Adolf Eichmann
Prozess in Jerusalem
Adolf Eichmann war u.a. der Leiter der „Zentralstelle für jüdische Auswanderung“ in Wien und Leiter des Judenreferats im Reichssicherheitshauptamt. Dort war er für die Deportation der Juden zuständig, die in den Vernichtungsstätten ermordet wurden.
Adolf Eichmann, Prozess in Jerusalem
1942 nahm Eichmann an der Wannseekonferenz teil und fertigte nach Heydrichs Anweisungen das Protokoll an. Nach dem Krieg setzte er sich nach Südamerika ab, wurde aber vom israelischen Geheimdienst aufgespürt und nach Israel gebracht [vgl. auch Jürgen Langowski, Argumente gegen Auschwitzleugner, S. 93-95].

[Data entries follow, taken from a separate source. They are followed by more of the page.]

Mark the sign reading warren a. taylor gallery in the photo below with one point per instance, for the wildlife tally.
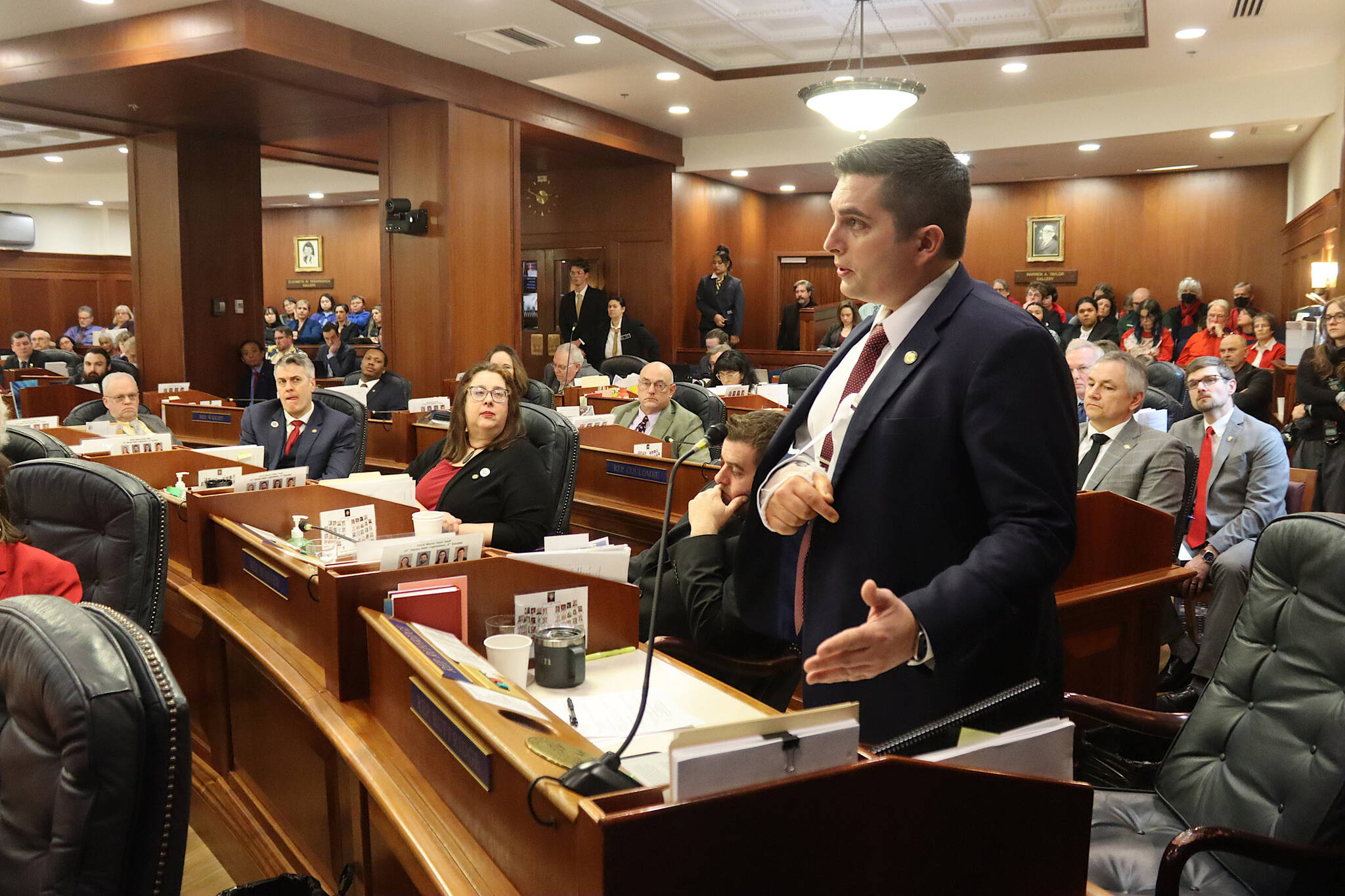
(1049, 274)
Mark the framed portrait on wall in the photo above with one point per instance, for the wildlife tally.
(309, 253)
(1047, 238)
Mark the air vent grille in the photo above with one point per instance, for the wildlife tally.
(510, 39)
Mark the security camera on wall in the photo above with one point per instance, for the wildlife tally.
(404, 219)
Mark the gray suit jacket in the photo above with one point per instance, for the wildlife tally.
(1247, 481)
(1143, 465)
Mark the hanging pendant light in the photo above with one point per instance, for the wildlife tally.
(862, 104)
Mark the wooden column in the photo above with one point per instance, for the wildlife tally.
(195, 237)
(455, 292)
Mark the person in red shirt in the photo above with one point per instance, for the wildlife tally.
(1204, 343)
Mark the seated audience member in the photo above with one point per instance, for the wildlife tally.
(1239, 489)
(24, 568)
(659, 417)
(349, 330)
(716, 341)
(1115, 452)
(1266, 350)
(735, 368)
(567, 366)
(485, 475)
(1255, 387)
(307, 331)
(626, 335)
(295, 430)
(269, 322)
(1001, 286)
(96, 366)
(1080, 355)
(1149, 337)
(121, 398)
(23, 352)
(1088, 324)
(848, 317)
(123, 319)
(335, 358)
(382, 396)
(697, 597)
(787, 340)
(1204, 343)
(282, 343)
(358, 314)
(257, 383)
(84, 332)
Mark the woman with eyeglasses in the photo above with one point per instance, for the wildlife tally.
(485, 475)
(1320, 416)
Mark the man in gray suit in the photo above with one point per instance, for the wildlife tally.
(1241, 488)
(1115, 452)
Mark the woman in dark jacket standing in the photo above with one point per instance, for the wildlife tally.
(718, 297)
(485, 475)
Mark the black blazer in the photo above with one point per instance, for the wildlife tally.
(265, 385)
(343, 364)
(506, 486)
(590, 326)
(971, 528)
(726, 301)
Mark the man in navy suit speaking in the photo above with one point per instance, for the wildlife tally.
(296, 431)
(917, 504)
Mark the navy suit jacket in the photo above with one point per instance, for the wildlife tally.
(956, 488)
(327, 446)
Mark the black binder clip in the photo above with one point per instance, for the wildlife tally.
(790, 744)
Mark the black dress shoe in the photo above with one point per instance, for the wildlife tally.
(1181, 700)
(1176, 675)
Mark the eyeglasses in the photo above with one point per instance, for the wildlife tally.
(479, 393)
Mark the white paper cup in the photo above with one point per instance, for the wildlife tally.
(428, 523)
(509, 654)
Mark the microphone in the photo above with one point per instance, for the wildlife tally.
(604, 774)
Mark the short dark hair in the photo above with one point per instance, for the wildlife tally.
(923, 184)
(755, 429)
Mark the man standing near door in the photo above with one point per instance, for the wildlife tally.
(584, 313)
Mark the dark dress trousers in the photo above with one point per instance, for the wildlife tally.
(326, 448)
(591, 324)
(956, 490)
(508, 486)
(726, 300)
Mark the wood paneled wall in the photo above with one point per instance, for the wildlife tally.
(1142, 230)
(350, 251)
(42, 291)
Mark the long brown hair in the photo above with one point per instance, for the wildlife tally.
(519, 383)
(456, 445)
(1323, 354)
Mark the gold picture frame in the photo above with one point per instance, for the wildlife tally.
(309, 254)
(1047, 238)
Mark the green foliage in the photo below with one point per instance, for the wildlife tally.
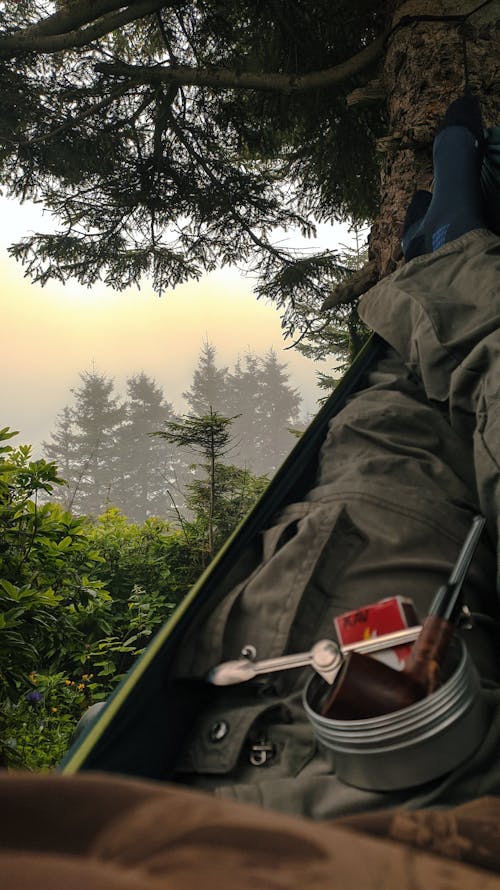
(80, 600)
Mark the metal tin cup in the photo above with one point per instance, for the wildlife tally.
(411, 746)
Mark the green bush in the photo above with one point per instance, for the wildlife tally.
(80, 600)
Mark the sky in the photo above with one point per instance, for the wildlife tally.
(52, 334)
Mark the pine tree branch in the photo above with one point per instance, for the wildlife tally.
(350, 290)
(374, 91)
(226, 78)
(35, 40)
(70, 18)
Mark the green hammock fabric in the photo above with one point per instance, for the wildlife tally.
(490, 178)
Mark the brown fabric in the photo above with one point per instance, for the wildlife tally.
(92, 831)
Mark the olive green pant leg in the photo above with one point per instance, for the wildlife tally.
(441, 312)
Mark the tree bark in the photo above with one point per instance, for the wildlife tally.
(423, 73)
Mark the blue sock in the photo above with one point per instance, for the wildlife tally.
(457, 203)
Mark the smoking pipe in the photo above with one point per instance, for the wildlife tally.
(367, 688)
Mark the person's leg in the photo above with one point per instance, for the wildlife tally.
(456, 205)
(392, 505)
(441, 312)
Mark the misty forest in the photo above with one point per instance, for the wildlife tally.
(168, 139)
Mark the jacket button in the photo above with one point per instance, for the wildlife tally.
(218, 731)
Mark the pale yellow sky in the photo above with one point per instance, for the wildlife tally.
(51, 334)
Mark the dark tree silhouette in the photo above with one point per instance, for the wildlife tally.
(169, 138)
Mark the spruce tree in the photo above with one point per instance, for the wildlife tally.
(62, 450)
(209, 387)
(145, 467)
(91, 428)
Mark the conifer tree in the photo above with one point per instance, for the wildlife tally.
(91, 428)
(146, 469)
(62, 450)
(209, 387)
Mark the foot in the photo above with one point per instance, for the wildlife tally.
(457, 203)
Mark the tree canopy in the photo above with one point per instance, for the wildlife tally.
(172, 136)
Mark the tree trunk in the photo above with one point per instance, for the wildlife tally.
(423, 72)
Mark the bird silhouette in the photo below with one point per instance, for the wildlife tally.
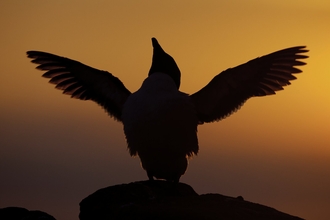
(160, 122)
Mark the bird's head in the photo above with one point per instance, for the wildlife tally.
(164, 63)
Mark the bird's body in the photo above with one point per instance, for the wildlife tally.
(160, 122)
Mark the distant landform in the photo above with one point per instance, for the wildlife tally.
(157, 200)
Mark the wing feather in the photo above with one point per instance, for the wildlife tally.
(83, 82)
(262, 76)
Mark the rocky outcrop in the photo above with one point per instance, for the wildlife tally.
(17, 213)
(166, 200)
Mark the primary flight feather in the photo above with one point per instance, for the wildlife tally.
(160, 122)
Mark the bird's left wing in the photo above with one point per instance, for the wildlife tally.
(227, 91)
(83, 82)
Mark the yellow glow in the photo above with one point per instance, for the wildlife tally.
(274, 151)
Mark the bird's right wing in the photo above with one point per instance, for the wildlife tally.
(83, 82)
(228, 91)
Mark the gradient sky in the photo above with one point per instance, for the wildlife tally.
(55, 151)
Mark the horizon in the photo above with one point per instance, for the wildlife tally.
(55, 151)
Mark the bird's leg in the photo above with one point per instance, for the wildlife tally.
(150, 176)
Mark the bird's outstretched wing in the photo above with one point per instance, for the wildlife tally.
(83, 82)
(228, 91)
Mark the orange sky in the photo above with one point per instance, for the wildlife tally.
(55, 151)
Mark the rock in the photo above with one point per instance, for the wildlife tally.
(17, 213)
(166, 200)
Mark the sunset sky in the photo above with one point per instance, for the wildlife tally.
(55, 151)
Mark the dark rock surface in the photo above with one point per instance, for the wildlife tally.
(165, 200)
(17, 213)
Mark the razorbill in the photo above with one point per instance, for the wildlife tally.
(160, 122)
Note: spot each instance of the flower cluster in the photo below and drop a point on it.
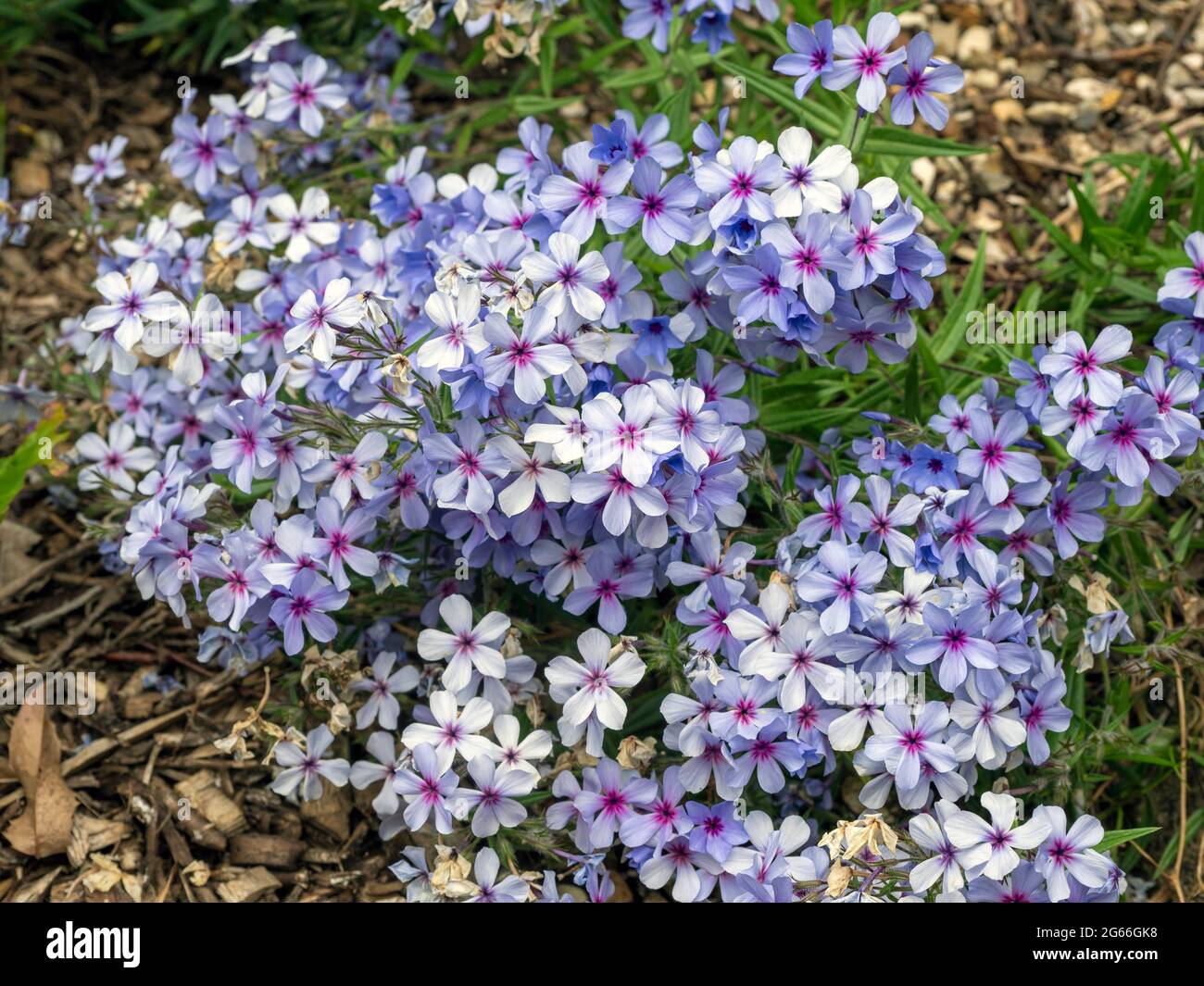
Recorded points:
(839, 56)
(317, 400)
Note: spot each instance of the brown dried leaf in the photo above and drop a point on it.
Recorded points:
(34, 755)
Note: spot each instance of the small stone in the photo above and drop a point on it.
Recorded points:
(944, 36)
(974, 46)
(1086, 89)
(1008, 109)
(1179, 75)
(923, 170)
(985, 80)
(1050, 113)
(29, 179)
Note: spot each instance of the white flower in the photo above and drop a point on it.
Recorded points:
(320, 320)
(466, 646)
(813, 181)
(185, 335)
(991, 848)
(566, 438)
(763, 634)
(533, 472)
(113, 459)
(131, 301)
(588, 690)
(456, 730)
(630, 440)
(458, 320)
(569, 279)
(510, 754)
(301, 227)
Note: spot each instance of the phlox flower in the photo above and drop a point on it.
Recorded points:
(988, 849)
(585, 199)
(649, 17)
(619, 793)
(810, 56)
(242, 578)
(383, 684)
(509, 754)
(906, 745)
(946, 865)
(112, 460)
(468, 645)
(847, 581)
(460, 330)
(694, 873)
(304, 608)
(304, 95)
(132, 300)
(1187, 281)
(350, 469)
(304, 225)
(633, 441)
(665, 818)
(493, 803)
(805, 179)
(466, 486)
(509, 890)
(663, 212)
(1075, 368)
(305, 768)
(920, 76)
(571, 280)
(735, 179)
(533, 473)
(336, 542)
(428, 788)
(454, 730)
(529, 357)
(586, 690)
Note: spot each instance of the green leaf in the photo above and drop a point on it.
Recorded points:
(911, 389)
(897, 143)
(15, 468)
(1119, 836)
(951, 331)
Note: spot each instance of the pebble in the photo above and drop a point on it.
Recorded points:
(1051, 113)
(974, 46)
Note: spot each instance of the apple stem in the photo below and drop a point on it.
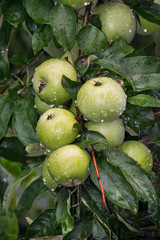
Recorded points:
(99, 180)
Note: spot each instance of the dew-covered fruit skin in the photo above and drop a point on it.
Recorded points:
(55, 128)
(47, 81)
(69, 165)
(138, 152)
(101, 99)
(113, 131)
(47, 179)
(76, 4)
(118, 21)
(40, 105)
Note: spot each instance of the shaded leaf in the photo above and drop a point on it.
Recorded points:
(72, 87)
(62, 212)
(24, 124)
(13, 186)
(44, 225)
(63, 21)
(41, 37)
(12, 149)
(38, 10)
(90, 39)
(89, 138)
(115, 185)
(13, 11)
(98, 231)
(82, 229)
(6, 110)
(133, 173)
(144, 101)
(34, 190)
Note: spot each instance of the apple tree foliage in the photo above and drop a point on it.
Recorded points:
(32, 31)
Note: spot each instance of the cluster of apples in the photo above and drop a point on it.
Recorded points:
(101, 101)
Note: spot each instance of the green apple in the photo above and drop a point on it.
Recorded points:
(40, 105)
(47, 81)
(47, 179)
(118, 21)
(69, 165)
(101, 99)
(113, 131)
(138, 152)
(147, 27)
(76, 4)
(55, 128)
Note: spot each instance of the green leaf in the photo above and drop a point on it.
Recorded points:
(12, 149)
(72, 87)
(116, 51)
(38, 10)
(133, 173)
(92, 199)
(150, 13)
(62, 212)
(89, 138)
(82, 229)
(13, 186)
(41, 37)
(44, 225)
(34, 190)
(24, 124)
(90, 39)
(63, 21)
(3, 184)
(137, 70)
(4, 69)
(82, 64)
(99, 232)
(143, 82)
(8, 226)
(6, 110)
(31, 24)
(115, 185)
(144, 101)
(13, 11)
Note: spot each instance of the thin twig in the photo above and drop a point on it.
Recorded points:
(99, 180)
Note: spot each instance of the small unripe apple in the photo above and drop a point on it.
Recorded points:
(138, 152)
(69, 165)
(76, 4)
(47, 81)
(113, 132)
(55, 128)
(101, 99)
(48, 180)
(40, 105)
(118, 21)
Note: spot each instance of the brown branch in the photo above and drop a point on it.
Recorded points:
(38, 56)
(99, 180)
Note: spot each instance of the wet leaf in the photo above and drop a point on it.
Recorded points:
(63, 23)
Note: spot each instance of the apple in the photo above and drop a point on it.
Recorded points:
(118, 21)
(146, 27)
(113, 132)
(40, 105)
(69, 165)
(55, 128)
(77, 4)
(101, 99)
(47, 81)
(47, 179)
(138, 152)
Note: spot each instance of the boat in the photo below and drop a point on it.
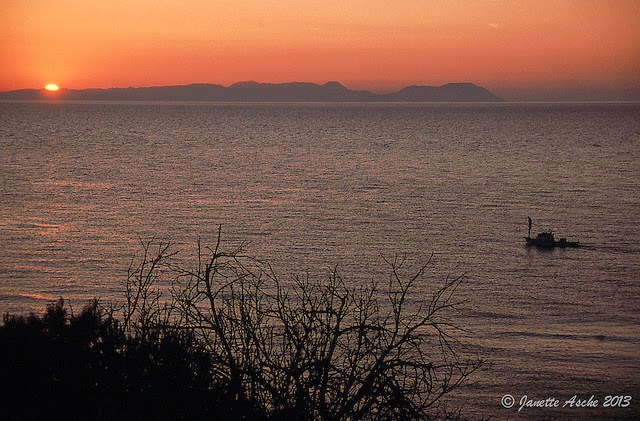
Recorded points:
(547, 240)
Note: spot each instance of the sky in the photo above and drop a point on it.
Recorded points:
(525, 50)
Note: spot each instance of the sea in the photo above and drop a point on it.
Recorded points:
(314, 187)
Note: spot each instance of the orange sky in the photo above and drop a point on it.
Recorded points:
(519, 49)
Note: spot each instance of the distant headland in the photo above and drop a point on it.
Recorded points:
(264, 92)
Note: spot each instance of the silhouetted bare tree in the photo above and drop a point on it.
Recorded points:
(320, 350)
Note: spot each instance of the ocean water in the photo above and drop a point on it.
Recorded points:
(311, 186)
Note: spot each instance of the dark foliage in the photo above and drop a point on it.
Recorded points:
(62, 366)
(231, 341)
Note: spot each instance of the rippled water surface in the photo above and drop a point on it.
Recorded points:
(311, 186)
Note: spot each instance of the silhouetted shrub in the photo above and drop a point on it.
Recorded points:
(229, 340)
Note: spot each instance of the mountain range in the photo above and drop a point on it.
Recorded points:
(265, 92)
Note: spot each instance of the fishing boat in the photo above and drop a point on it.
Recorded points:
(547, 239)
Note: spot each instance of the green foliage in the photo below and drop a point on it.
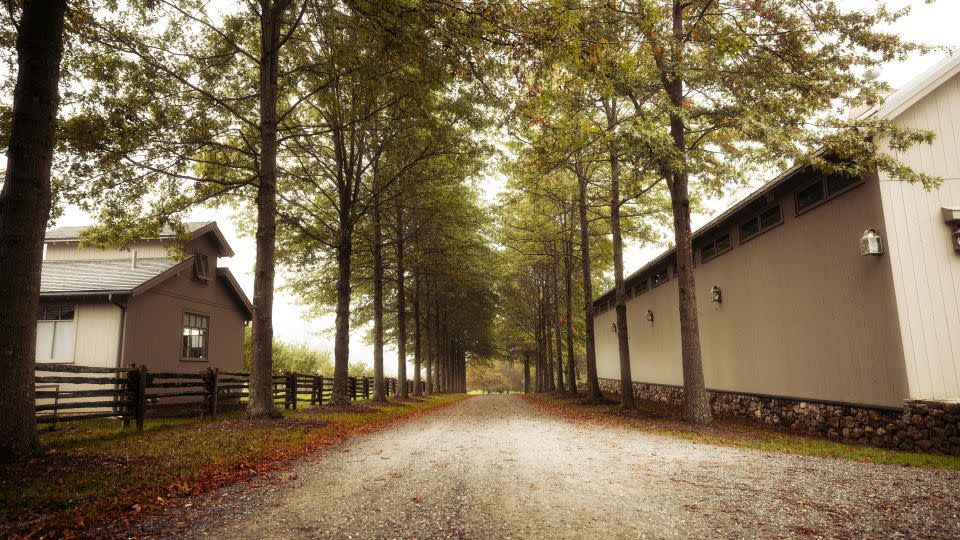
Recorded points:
(292, 357)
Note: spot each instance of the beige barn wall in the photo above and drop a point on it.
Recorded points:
(803, 314)
(926, 269)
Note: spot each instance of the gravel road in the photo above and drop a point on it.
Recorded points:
(496, 467)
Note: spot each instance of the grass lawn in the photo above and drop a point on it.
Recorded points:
(93, 470)
(664, 419)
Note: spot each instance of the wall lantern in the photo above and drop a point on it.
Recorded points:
(870, 243)
(952, 218)
(716, 295)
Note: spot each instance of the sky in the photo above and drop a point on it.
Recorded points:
(933, 24)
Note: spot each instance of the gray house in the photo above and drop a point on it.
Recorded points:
(140, 306)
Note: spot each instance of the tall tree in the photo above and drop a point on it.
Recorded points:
(24, 211)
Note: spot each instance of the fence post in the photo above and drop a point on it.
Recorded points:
(141, 401)
(213, 387)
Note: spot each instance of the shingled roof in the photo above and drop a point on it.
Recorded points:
(196, 228)
(78, 278)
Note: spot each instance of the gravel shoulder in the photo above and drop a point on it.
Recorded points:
(494, 466)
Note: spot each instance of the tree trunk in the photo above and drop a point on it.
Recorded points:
(548, 338)
(24, 212)
(341, 346)
(568, 289)
(540, 344)
(593, 384)
(433, 348)
(377, 251)
(401, 312)
(558, 335)
(416, 336)
(261, 367)
(526, 372)
(623, 345)
(444, 352)
(696, 401)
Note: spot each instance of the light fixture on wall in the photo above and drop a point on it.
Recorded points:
(870, 243)
(952, 218)
(716, 295)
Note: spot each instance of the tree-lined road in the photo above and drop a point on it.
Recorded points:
(497, 467)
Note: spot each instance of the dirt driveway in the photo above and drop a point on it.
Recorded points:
(495, 467)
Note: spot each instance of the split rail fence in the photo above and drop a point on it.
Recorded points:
(66, 392)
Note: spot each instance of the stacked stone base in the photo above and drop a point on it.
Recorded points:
(923, 426)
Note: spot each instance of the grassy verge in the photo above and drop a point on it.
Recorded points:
(94, 471)
(664, 419)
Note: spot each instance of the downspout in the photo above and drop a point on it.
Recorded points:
(123, 327)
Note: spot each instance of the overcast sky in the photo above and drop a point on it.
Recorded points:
(934, 24)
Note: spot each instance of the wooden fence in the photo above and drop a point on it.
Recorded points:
(67, 392)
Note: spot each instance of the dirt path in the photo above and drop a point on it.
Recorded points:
(495, 467)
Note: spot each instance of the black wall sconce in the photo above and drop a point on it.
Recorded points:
(871, 243)
(716, 295)
(951, 216)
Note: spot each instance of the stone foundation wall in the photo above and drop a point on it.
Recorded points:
(923, 426)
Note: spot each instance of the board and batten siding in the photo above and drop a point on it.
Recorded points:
(804, 315)
(926, 269)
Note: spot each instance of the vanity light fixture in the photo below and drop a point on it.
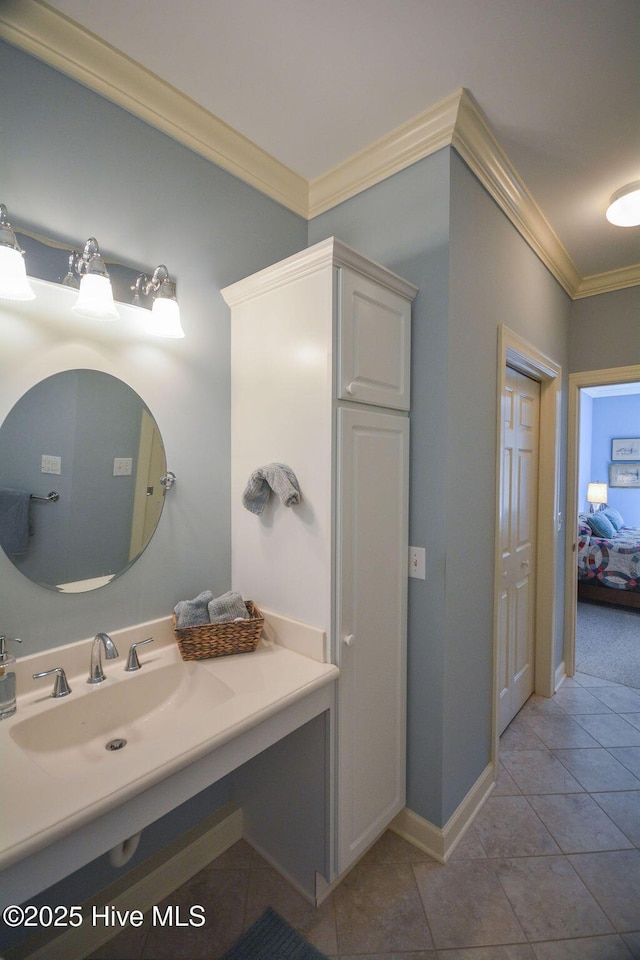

Die Aussage Eichmanns in Jerusalem, aus der hier ein Ausschnitt zitiert wird, liegt auch als Tondokument vor. Eichmann sagte dort
Die Endlösung der Judenfrage selbst, also ich meine jetzt mal diesen Sonderauftrag zum Beispiel, den Heydrich bekommen hat, um es mal ganz krass zu sagen, die Tötung, war kein Reichsgesetz gewesen, das war ein Führerbefehl gewesen, ein sogenannter Führerbefehl gewesen, und Himmler und Heydrich und der Chef des Verwaltungs- und Wirtschaftshauptamtes haben sich als Chefs nun in diesen Führerbefehl geteilt. Nach der damaligen Rechtsauffassung, die allgemein war, hieß es: Führerworte haben Gesetzeskraft.
Adolf Eichmann, Aussage bei seinem Prozess in Jerusalem, 1961
Das Protokoll der Wannsee-Konferenz ist für Holocaustleugner ein unangenehmes Dokument und muss daher diskreditiert werden. Johannes Peter Ney hat es mit fragwürdigen Mitteln versucht, und kein „Revisionist“ hatte Fragen.
Eichmann stellte sich trotz seiner hohen Position in der NS-Hierarchie als Befehlsempfänger und „kleines Licht“ dar. Er war Bürokrat, der Befehle befolgte, weil sie eben Befehle waren. Hannah Arendt nannte dies die „Banalität des Bösen“. Banal nicht, weil es harmlos war, sondern weil die Grausamkeit so alltäglich und beiläufig geschah. Eichmann sah keine Menschen, sondern Verwaltungsvorgänge und Abläufe, die er zu optimieren hatte. Er tat etwas Schreckliches, er wusste es, und sah trotzdem nur seine Befehle und die Akten.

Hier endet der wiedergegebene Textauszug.